R-Ising: Effective resistance in random magnetic nanowires networks

TL;DR

This paper introduces a theoretical model for the effective resistance of random magnetic nanowire networks, highlighting the combined influence of magnetic interactions and electronic tunneling on their resistive behavior.

Contribution

It develops a novel framework combining graph theory and mean-field approaches to analyze magnetic and electrical properties of nanowire networks.

Findings

Effective resistance depends on magnetic interactions and tunneling barriers.

The model aids in designing amorphous resistive devices.
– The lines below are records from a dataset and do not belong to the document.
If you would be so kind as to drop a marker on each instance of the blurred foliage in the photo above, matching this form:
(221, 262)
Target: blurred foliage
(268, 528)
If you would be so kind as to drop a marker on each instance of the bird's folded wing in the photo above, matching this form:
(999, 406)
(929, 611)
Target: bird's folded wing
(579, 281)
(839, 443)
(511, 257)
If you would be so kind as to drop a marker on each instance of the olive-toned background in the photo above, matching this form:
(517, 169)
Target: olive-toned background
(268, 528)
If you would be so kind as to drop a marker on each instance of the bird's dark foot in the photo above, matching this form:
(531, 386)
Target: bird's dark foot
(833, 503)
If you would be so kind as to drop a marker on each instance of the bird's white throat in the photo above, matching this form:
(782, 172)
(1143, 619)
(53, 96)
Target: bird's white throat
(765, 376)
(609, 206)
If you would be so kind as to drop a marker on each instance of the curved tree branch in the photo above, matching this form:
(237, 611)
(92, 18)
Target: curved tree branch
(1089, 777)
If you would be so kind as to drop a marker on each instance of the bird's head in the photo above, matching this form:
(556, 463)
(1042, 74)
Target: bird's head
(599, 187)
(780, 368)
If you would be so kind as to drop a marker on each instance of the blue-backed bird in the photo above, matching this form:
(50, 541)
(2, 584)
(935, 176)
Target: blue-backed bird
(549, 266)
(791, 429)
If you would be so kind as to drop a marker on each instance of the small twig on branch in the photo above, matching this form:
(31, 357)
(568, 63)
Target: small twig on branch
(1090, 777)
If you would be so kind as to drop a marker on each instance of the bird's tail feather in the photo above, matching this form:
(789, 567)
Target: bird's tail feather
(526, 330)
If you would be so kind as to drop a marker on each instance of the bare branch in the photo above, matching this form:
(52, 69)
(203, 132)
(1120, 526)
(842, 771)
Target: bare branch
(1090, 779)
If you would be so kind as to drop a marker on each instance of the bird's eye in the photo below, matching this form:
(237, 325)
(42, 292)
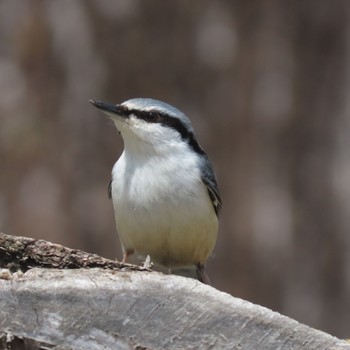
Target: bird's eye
(152, 117)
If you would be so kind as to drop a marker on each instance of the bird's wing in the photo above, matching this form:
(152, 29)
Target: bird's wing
(208, 178)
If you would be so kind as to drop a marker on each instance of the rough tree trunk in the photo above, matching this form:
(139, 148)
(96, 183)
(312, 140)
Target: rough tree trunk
(56, 297)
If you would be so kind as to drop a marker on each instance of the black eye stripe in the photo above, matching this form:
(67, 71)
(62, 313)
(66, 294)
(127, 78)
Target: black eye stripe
(166, 120)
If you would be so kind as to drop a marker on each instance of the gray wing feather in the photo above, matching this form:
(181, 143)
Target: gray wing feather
(209, 179)
(110, 189)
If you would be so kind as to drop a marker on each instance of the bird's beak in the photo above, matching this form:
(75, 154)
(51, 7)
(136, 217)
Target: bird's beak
(112, 111)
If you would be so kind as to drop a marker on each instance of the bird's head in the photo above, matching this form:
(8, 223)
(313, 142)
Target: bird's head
(145, 123)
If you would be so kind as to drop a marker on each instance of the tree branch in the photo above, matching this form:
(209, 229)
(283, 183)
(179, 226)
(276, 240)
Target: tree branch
(107, 305)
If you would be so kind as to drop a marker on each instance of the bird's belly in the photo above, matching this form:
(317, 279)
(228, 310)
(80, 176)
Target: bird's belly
(176, 230)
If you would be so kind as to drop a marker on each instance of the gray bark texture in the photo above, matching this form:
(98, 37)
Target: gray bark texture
(95, 303)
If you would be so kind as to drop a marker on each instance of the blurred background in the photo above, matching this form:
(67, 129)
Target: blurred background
(267, 87)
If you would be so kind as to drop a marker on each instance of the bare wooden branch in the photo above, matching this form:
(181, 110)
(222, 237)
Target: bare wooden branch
(23, 253)
(103, 308)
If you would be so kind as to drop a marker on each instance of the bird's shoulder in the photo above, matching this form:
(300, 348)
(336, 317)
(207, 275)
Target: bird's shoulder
(209, 179)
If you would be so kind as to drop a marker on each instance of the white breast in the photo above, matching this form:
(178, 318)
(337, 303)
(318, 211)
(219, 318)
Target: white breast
(163, 209)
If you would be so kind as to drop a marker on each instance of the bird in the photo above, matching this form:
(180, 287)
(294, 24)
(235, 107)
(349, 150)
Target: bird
(163, 187)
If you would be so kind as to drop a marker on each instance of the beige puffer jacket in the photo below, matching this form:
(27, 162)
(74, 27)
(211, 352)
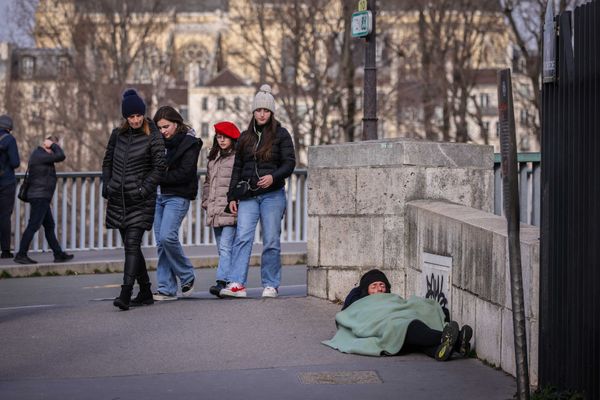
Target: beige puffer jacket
(214, 191)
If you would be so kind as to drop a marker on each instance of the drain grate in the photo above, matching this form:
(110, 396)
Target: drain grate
(339, 378)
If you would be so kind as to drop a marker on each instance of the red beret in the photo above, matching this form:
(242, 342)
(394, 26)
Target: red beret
(228, 129)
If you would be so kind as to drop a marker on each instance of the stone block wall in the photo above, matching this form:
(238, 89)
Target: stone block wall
(477, 244)
(357, 196)
(422, 213)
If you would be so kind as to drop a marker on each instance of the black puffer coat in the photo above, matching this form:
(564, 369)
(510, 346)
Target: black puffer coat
(280, 166)
(181, 178)
(133, 165)
(42, 173)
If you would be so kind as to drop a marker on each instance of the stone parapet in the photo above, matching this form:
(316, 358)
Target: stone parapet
(477, 245)
(357, 196)
(420, 212)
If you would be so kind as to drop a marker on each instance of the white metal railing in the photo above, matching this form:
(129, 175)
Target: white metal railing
(78, 209)
(530, 177)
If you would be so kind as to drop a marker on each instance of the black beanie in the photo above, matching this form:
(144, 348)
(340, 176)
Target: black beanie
(132, 104)
(373, 275)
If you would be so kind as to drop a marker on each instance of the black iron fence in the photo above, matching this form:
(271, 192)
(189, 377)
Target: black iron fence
(569, 340)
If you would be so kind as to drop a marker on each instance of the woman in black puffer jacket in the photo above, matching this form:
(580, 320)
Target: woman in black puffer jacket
(265, 158)
(133, 165)
(177, 188)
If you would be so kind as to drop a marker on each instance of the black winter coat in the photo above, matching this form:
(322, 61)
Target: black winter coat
(42, 173)
(280, 166)
(133, 165)
(181, 178)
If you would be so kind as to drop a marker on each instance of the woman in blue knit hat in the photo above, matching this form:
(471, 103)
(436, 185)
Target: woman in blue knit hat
(133, 165)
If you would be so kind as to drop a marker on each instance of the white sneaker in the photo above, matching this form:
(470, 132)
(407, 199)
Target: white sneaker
(270, 291)
(233, 289)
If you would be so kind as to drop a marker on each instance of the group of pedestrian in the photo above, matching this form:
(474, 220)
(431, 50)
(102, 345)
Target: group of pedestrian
(39, 186)
(149, 175)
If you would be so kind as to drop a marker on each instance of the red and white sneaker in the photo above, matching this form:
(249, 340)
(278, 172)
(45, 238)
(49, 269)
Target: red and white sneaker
(270, 291)
(233, 289)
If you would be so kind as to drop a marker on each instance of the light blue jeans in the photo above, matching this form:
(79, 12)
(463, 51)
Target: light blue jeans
(224, 235)
(172, 262)
(269, 209)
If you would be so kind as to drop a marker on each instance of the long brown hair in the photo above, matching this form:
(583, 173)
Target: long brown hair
(145, 127)
(170, 114)
(248, 141)
(216, 149)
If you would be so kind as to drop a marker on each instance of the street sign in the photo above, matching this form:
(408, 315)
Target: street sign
(362, 23)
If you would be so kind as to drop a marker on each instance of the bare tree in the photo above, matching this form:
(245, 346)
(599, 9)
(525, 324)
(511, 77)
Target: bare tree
(526, 19)
(305, 52)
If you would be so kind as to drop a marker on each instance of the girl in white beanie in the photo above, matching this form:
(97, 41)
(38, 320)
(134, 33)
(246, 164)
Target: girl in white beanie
(264, 160)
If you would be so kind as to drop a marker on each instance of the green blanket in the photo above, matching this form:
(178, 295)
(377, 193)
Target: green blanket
(376, 325)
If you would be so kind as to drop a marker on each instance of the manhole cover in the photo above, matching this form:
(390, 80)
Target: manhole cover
(339, 378)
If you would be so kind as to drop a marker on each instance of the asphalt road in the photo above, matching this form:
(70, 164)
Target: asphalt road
(61, 338)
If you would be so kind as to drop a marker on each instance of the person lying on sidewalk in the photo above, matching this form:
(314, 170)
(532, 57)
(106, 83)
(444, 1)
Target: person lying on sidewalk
(376, 322)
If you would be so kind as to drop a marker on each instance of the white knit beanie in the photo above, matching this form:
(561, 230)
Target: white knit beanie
(264, 99)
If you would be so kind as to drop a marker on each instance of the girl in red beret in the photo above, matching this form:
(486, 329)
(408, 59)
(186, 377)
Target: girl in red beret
(214, 197)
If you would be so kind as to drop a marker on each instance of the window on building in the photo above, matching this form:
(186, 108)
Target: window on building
(183, 111)
(28, 66)
(485, 127)
(63, 65)
(524, 117)
(484, 100)
(37, 93)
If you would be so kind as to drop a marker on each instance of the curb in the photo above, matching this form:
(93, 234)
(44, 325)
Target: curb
(116, 265)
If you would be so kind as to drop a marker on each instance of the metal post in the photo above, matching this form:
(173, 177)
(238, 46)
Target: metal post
(508, 146)
(370, 80)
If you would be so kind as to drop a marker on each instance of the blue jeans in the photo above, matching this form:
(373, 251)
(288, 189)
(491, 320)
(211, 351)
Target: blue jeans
(224, 235)
(269, 209)
(172, 262)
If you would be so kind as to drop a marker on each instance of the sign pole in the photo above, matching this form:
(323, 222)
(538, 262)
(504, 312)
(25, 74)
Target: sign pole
(370, 80)
(508, 149)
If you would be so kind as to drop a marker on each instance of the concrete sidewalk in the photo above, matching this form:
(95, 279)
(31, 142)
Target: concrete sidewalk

Magnetic and electrical properties are crucial for device optimization.

Abstract

Random assemblies of magnetic nanowires represent a unique class of materials with promising applications in spintronics and information storage. These assemblies exhibit complex behavior due to the combination of magnetic dipolar interactions between the nanowires and electronic transport properties governed by tunneling barriers at magnetic tunnel junctions (MTJs). The intricate interplay of these phenomena makes the study of magnetic nanowire networks a rich area of research. In this study, we develop a theoretical framework to analyze the resistive behavior of random magnetic nanowire networks. By employing a combination of graph theoretical approaches and mean-field theory, we derive an effective resistance model that encapsulates the contributions of magnetic interactions between the nanowires. Our findings show the importance of considering both the magnetic and electrical properties of nanowire networks in the design and optimization of amorphous resistive devices.